Myia is a new deep learning framework that aims to combine:
- Flexibility and ease of use.
- Automatic differentiation.
- Advanced optimization and high performance.
It works by parsing a subset of the Python language, running type and shape inference as well as static analysis, and plugging into various backends in order to produce performant code.
Current state of the project (2017/12/07): not in a usable state. The internal representation is being redesigned, the optimization engine and backend are very rough. Most of the pieces are there in some form, however.
This is pre-alpha software, so don't rely on it for anything important, and don't expect it to be fast.
Myia works by decorating a function with @myia
:
from myia.front import myia
@myia
def square(x):
return x * x
print(square(1234))
Myia will compile that function for you, as well as any functions called by that function (so you only need to decorate the top-level function(s) you are going to call directly).
Run tests with:
$ ./run_tests.sh
Make sure that pytest is installed (pip install pytest
).
Feature | Myia | Theano | TensorFlow | PyTorch | Autograd | CUDA | Torch |
---|---|---|---|---|---|---|---|
Array type | ✓ | ✓ | ✓ | ✓ | ✓ | ✗ | ✓ |
GPU support | ✓ | ✓ | ✓ | ✓ | ✗ | ✓ | ✓ |
Reverse-mode AD | ✓ | ✓ | ✓ | ✓ | ✓ | ✗ | ✓ |
Python integration | ✓ | ✓ | ✓ | ✓ | ✓ | ✗ | ✗ |
Control flow statements | ✓ | ✗ | ✗ | ✓ | ✓ | ✓ | ✗ |
Optimizing compiler | ✓ | ✓ | ✓ | ✗ | ✗ | ✓ | ✗ |
Optimizing numerical stability | ✓ | ✓ | ✗ | ✗ | ✗ | ✗ | ✗ |
Runtime debugging | ✓ | ✗ | ✗ | ✓ | ✓ | ✗ | ✗ |
- Array type: For user-friendliness and type safety we want built-in array types. Theano and TensorFlow both support gradual typing (shapes can be optionally given) with type inference, although more formal and extensive type systems which include shape types, symmetric matrices, etc. would be better.
- GPU support: For performance reasons we want to be able to use parallel architectures e.g.
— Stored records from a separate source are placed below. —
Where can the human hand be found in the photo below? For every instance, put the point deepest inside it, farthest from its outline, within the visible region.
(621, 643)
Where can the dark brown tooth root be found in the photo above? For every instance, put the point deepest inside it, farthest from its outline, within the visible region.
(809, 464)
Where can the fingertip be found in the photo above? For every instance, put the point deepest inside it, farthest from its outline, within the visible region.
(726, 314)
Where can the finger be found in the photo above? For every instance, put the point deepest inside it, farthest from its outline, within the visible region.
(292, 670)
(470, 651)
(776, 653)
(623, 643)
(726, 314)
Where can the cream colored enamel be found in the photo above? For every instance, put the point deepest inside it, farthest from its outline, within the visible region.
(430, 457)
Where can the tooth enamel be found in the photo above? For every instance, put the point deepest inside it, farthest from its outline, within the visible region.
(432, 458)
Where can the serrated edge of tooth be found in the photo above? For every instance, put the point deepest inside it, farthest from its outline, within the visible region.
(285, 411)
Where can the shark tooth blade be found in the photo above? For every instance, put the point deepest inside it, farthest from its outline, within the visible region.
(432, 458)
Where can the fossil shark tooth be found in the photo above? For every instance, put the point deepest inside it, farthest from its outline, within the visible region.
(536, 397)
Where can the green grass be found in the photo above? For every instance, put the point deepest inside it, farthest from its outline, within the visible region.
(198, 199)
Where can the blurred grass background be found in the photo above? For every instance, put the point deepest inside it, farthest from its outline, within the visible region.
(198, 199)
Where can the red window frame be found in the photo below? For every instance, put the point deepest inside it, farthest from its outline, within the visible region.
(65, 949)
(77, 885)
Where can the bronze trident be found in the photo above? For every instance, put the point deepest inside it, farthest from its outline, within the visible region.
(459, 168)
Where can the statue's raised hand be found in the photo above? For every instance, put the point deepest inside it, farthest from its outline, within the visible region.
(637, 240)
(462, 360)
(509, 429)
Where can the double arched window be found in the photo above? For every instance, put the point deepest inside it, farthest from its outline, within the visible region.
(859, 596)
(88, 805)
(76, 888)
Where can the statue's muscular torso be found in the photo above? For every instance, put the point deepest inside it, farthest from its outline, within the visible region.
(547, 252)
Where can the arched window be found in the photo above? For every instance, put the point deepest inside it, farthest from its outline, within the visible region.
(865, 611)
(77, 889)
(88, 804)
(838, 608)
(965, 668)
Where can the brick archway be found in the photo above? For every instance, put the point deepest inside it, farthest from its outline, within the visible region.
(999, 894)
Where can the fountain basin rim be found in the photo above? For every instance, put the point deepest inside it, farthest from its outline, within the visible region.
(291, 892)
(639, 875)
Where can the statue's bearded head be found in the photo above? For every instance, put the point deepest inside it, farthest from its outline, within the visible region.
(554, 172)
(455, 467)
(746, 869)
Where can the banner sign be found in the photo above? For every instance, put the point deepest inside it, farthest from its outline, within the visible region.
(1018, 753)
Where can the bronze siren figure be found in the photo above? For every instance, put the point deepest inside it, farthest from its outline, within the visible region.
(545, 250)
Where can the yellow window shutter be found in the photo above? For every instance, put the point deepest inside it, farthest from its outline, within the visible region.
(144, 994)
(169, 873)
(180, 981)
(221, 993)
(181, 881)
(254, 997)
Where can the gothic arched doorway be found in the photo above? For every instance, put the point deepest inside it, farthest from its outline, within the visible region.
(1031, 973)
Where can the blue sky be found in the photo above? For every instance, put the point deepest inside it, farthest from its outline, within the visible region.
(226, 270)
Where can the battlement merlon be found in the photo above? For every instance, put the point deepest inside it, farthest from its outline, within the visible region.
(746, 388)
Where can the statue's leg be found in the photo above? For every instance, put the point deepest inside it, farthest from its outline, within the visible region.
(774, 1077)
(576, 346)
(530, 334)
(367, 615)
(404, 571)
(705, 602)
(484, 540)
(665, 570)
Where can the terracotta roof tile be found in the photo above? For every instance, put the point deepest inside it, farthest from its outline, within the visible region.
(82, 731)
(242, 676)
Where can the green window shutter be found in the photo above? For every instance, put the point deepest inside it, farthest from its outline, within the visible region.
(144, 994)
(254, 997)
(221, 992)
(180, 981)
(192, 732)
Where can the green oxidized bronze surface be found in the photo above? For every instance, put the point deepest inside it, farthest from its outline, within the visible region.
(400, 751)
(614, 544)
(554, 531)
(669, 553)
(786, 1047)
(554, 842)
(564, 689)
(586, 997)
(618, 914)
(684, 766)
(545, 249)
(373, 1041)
GPUs through CUDA
- Reverse-mode AD: Deep learning research relies heavily on calculating gradients for functions with large input spaces
- Python integration: Python is the go-to programming language for scientists, with a huge number of libraries that can be used for visualization, data preprocessing, etc.
- Control flow statements: Although libraries like Theano and TensorFlow have support for control flow, it is in the form of function calls instead of statements. Moreover, some support (e.g.
continue
andbreak
statements) is missing, and the internal representation of control flow (such as loops) limits and complicates the optimizing compiler. - Optimizing compiler: For high-performance and portability a pipeline involving code generation for potentially multiple backends is preferred over an interpreted language
- Optimizing numerical stability: Since the program formulation is intended to be more mathematical than numerical, we want our compiler to optimize for numerical stability
- Runtime debugging: Certain numerical errors are easiest to debug when the user can easily print or log intermediate values, or drop into a debugger when certain conditions arise. Theano and TensorFlow provide custom debugging tools for this, but they are generally not as convenient as dropping into
pdb
in PyTorch or Autograd. Since Myia is envisioned as a subset of Python, it could support a Python-based mode similar to these frameworks.